In a Thursday letter to Redfield and Azar, Clyburn expressed “serious concern about what may be deliberate efforts by the Trump Administration to conceal and destroy evidence that senior political appointees interfered with career officials’ response to the coronavirus crisis at the Centers for Disease Control and Prevention.” Kent told members of Congress that she discovered the email already deleted when she attempted to look it up. A spokesperson for the Department of Health and Human Services insisted that a full transcript of Kent’s remarks to members of Congress “will show that during her testimony Dr. Kent repeatedly said there was no political interference in the MMWR process” — but there’s a difference between successful and attempted political interference, the latter of which is what Kent seems to reveal.
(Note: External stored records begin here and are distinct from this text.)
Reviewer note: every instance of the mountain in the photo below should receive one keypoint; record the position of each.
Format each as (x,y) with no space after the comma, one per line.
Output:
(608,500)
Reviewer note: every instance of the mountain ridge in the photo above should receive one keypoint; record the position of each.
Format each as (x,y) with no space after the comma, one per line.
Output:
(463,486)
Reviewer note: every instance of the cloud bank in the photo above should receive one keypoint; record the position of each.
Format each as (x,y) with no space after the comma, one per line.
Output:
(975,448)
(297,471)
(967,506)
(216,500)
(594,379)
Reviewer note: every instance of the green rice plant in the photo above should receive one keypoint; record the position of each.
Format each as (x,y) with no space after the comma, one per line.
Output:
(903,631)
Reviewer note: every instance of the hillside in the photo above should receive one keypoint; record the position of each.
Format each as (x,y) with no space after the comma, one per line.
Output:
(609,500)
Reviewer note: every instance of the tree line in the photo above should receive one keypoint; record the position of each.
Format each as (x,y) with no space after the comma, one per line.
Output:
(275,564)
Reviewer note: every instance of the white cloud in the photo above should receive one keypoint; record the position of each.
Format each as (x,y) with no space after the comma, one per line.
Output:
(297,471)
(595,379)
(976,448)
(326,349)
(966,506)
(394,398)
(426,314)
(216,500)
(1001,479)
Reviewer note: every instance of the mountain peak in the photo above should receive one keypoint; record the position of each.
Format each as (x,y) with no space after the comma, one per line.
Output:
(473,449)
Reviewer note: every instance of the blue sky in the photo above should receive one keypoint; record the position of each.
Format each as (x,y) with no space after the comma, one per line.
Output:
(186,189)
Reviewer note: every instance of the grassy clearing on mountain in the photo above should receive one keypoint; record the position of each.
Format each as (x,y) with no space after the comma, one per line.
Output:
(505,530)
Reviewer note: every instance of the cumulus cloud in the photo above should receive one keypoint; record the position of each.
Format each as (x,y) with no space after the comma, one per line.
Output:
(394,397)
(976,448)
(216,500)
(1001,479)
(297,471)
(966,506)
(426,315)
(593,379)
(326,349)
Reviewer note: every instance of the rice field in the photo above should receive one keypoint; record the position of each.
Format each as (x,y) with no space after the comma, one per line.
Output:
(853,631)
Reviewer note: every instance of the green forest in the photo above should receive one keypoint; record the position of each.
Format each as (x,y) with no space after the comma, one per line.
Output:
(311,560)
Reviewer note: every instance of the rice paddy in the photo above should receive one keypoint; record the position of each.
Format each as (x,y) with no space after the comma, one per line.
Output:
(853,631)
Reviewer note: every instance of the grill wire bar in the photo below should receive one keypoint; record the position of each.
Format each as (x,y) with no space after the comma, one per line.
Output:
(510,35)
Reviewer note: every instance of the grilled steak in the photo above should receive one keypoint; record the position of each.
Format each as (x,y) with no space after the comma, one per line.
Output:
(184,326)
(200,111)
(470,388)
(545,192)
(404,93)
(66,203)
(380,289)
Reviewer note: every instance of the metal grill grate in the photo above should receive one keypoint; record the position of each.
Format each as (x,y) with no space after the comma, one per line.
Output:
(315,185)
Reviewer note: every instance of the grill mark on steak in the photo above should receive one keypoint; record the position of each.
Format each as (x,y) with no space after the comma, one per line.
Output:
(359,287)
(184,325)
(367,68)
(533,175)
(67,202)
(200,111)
In his original email in question, Alexander angrily ranted, in part, as follows:

‘CDC tried to report as if once kids get together, there will be spread and this will impact school reopening… Very misleading by CDC and shame on them. Their aim is clear… This is designed to hurt this Presidnet [sic] for their reasons which I am not interested in.’

Trump himself has echoed the conspiracy theory that public health officials have been conspiring to make him look bad — which is, of course, a frankly bonkers and disturbingly self-obsessed suggestion. In August, Trump claimed on Twitter that the “deep state, or whoever, over at the FDA is making it very difficult for drug companies to get people in order to test the vaccines and therapeutics,” suggesting in the same tweet that the alleged nefarious activity was meant to “delay the answer” for the pandemic until after the election. Separately, he’s insinuated that companies behind COVID-19 vaccine development work intentionally waited until after the election to release promising information. There’s no legitimate evidence for these claims.

As the pandemic has continued to rage in the United States, Trump has seemed more interested in fighting against the election results than trying to conclusively confront the pandemic.